Approaching adolescence can be a challenging time for many individuals. The challenges are certainly different for each gender and females with Autism Spectrum Disorder (ASD) may experience these challenges in a unique way compared to their neurotypical peers. The uncertainty of the physical changes that are happening to their bodies and how to cope with those changes can cause stress and anxiety for many teens. While families are often well prepared for helping their daughters’ transition to various developmental stages, from kindergarten to elementary school, many females find themselves unprepared when transitioning to adolescence and approaching puberty. Parents may find themselves “caught off guard” when their daughter experiences her first menstrual cycle or when they find out their daughter is being teased in the locker room because she is not yet wearing a bra (Nichols, Moravcik and Tetenbaum 2009). Adolescence and transitioning to puberty can be a stressful time for many parents and especially for parents of girls with ASD (Zamora et al 2014). Professionals who work with families and individual females can help them become better prepared for the transition to puberty and guide their daughters to cope with some of the challenges that they may encounter during this time.
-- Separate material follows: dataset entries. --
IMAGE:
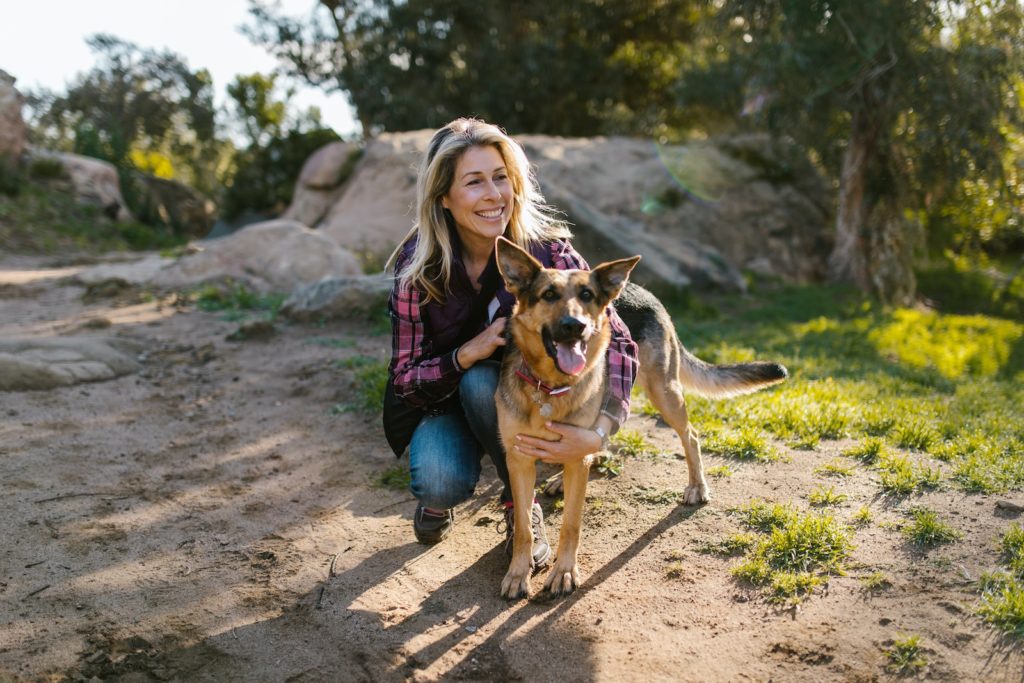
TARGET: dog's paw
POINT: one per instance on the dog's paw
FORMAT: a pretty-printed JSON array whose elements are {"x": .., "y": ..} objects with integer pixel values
[
  {"x": 516, "y": 585},
  {"x": 554, "y": 485},
  {"x": 562, "y": 580},
  {"x": 697, "y": 494}
]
Understanding your daughter’s individual abilities may help you to set up a plan that will ease the transition to puberty. Consider your daughter’s overall intellectual ability, how she copes with change, her abilities in communicating her feelings, her organizational skills, and any sensory challenges. The physical changes that occur in females during puberty may be a time of mixed emotions for many teens. Individuals with ASD may experience sensitivities to sound, touch, taste, light intensities, and some fluctuate between hypo-sensitive and hyper-sensitive (Mandy et al 2011). For example, the experience of having to wear a bra for the first time may be met with stress and/or sensory discomfort for some females with ASD. To help your daughter plan for this transition take into consideration if she tends to have sensory challenges. If you know she has a particular preference begin to discuss the different choices that are available. Plan in advance to try out the several different types so that she can chose a style that she is most comfortable with wearing. Chose an environment in which she is most comfortable and will allow her to experience success when practicing wearing the item. Keep in mind information and skills may not be learned the first time, therefore multiple repetitions may be needed to ensure skill acquisition (Nichols et al 2009). Consider your environment in advance: do you need to practice in the comfort of your home or in a fitting room at the store? Prepare by using visual supports such as picture cues or written words to help teach the steps. Think about the teaching techniques that are most effective with your daughter and use those strategies. Some strategies to consider may include behavior chaining techniques (e.g., backward chaining, forward chaining) which can be used to build upon and improve an individual’s independent living skills. (Cooper et al 2007). Break down steps into small components and practice the steps by modeling the appropriate actions, role play, review and provide behavior specific feedback. Take the time to teach this new skill, practice often and provide positive reinforcement (Miles et al 2009). These tasks may be unpleasant to your daughter and it is important to pair this experience with a positive interaction.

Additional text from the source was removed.